Data mining is a process that uses various statistical and pattern-recognition techniques to discover patterns and relationships in data. It does not include business intelligence tools, such as query and reporting tools, on-line analytic processing (OLAP), or decision support systems. Those tools report on data and answer predefined questions, whereas data mining tools focus on finding previously unknown patterns and relationships among variables—in this case, for detecting and preventing criminal activity. While some will argue that forensics only applies to sciences used in court for convictions, the objective of recognizing threats and crime is also extremely important.
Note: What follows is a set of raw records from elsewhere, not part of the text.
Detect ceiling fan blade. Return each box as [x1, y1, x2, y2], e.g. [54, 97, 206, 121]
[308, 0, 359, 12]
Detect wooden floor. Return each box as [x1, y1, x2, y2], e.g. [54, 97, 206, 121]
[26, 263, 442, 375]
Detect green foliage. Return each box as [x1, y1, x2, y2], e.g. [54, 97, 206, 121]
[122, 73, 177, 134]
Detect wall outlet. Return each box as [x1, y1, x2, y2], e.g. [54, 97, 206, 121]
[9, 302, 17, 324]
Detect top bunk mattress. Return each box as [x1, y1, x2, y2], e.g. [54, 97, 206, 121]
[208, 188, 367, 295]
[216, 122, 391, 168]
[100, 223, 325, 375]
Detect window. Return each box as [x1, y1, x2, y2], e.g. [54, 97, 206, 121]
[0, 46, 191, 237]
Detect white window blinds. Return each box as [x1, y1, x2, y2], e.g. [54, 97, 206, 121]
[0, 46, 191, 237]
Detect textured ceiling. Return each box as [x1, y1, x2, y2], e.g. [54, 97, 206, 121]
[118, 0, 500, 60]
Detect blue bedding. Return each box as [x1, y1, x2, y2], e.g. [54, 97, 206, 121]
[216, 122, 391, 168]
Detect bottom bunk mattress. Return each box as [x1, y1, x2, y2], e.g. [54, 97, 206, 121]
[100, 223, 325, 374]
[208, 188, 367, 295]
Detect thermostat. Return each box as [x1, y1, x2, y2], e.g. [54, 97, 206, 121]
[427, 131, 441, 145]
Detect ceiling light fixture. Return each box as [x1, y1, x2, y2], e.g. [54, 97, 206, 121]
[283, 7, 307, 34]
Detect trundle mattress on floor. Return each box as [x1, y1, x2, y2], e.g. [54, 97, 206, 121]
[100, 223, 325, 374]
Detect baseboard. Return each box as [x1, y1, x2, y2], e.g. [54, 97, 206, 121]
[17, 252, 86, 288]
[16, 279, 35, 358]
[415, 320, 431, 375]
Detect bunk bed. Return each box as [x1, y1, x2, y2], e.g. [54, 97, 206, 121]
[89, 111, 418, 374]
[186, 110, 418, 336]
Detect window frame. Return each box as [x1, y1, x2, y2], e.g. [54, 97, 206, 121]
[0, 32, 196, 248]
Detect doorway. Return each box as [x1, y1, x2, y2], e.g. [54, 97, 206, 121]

Unlike criminology, which re-enacts a crime in order to solve it, criminal analysis uses historical observations to come up with solutions. In criminal analysis, statistical examinations are performed on the frequency of specific crimes in order to evaluate the security of property and persons. Criminal analysis involves very careful evaluation of the location, time, and type of crime that has been committed at a building, neighborhood, beat, city, county, etc. Crime statistics, risks and probabilities are very much what criminal analysis is all about. Data mining, as with criminal analysis, has the same overall goal: the detection and prevention of crimes. The following scenario provides a good example of how criminal analysis works: A security professional in a large office building maintains information about all the criminal activity that has taken place on his property over three years, including the following incidents:
Auto Thefts 179 Office Thefts 142 Auto Break-in Thefts 211 Robberies 17 Burglaries of Offices 46 Aggravated Assaults 21 Rapes 2 Murders 0
One of the most important tasks of criminal analysis is to breakdown the pattern of crimes to evaluate when, where, and why they are occurring. In the case of this particular building, for example, the objective is to reduce crime by improving security. This type of analysis, however, is not as much offender-specific as target-specific; in other words, it begs the question "why is the garage a target for such a high rate of thefts?" By focusing on when, where, and why break-in auto thefts are taking place, preventive security measures can be taken to deter future criminal acts. Through research and the documentation of crimes and categorization by type of offenses, location, and time, gradual patterns and trends will emerge, which will lead to preventive solutions. This type of criminal analysis can be automated through the use of data mining for uncovering subtle patterns in large data sets.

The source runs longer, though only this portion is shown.